実際、記憶を失ったハイスピアは、一見する限りでは元の調子に戻ったようだった。多少、記憶に混濁は見られるようだが、試験中のことを思い出そうとしても、記憶に靄がかかったようになり、思い出せないに違いない。
「…………」
「どうしたのじゃ?ア嬢。そんなに言霊魔法の報復が怖いのかの?」
「……別にぃ」
「……のう、ワルツよ。もしや、ア嬢は、反抗期ではなかろうか?」
最近、随分と態度の悪いルシアを前に、テレサが不満を口にする。ただ、ワルツとしては、あまり気にしたことは無かったらしく——、
「反抗期かどうかはよく分からないけれど、2人とも仲良くしなきゃダメよ?」
——という差し障りの無い返答を口にした。反抗期を体験したことの無い、あるいは反抗期とは無縁の彼女にとっては、そもそも理解出来ないことだったらしい。

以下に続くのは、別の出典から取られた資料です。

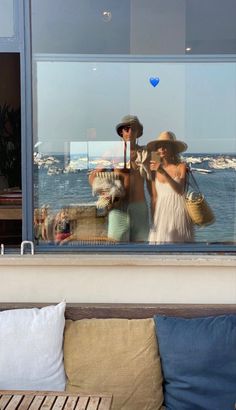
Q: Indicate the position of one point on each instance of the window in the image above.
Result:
(96, 62)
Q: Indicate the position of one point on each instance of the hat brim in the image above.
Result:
(179, 145)
(129, 124)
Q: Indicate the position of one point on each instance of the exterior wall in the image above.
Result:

ワルツの隣にいて話を聞いていたアステリアは、3人の会話に入り込めない様子だった。彼女に分かるのは、ルシアとテレサの仲が悪いような気がするということと、ルシアの魔法もテレサの魔法も両方とも恐ろしい効果を持っているということだけ。最近、奴隷から解放されたばかりの彼女としては、ただ見ていることしかできない領域の話だった。

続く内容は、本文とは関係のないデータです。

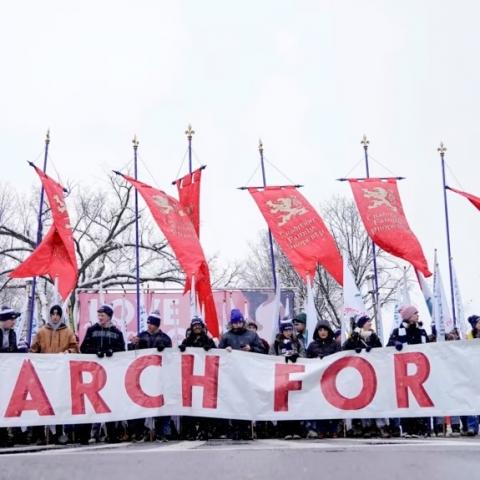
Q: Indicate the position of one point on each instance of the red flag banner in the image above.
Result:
(189, 196)
(177, 227)
(380, 207)
(472, 198)
(299, 231)
(55, 255)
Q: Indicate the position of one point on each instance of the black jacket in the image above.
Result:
(12, 342)
(409, 334)
(99, 339)
(357, 341)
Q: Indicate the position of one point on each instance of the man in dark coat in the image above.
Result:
(102, 339)
(239, 338)
(152, 337)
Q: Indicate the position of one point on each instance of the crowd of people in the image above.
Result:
(105, 339)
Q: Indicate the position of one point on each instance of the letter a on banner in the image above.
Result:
(299, 231)
(380, 207)
(55, 256)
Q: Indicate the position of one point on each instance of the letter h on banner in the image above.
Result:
(209, 381)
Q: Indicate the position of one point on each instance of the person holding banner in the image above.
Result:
(363, 337)
(410, 332)
(197, 428)
(102, 339)
(152, 337)
(239, 338)
(323, 344)
(8, 344)
(287, 345)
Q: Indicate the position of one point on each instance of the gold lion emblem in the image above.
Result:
(288, 207)
(379, 197)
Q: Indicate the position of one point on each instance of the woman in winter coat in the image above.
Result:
(323, 344)
(286, 344)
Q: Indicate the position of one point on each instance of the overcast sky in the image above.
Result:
(308, 77)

……それゆえか、3人とも、ルシアが抱える問題に気づけなかった。もしも気付けていたなら、そもそもルシアたちは海を越えてレストフェン大公国に来る事も無かったに違いない。
「ア嬢?お主とは一度ゆっくりと話をして——」
「どうせ話をしても分かんないもん!」
「えっ」
「もう一人にして!付いてこないで!」
ルシアはそう言うと、1人、教室から出て行ってしまった。残されたワルツとアステリアは、思わず顔を見合わせて……。そしてテレサは——、
「……まったく儘ならないものですね〜……」
——と、誰にも聞こえないくらいの小さな独り言を、溜息と共に吐いたのである。
人らしさって何じゃろう、と悩む今日この頃なのじゃ。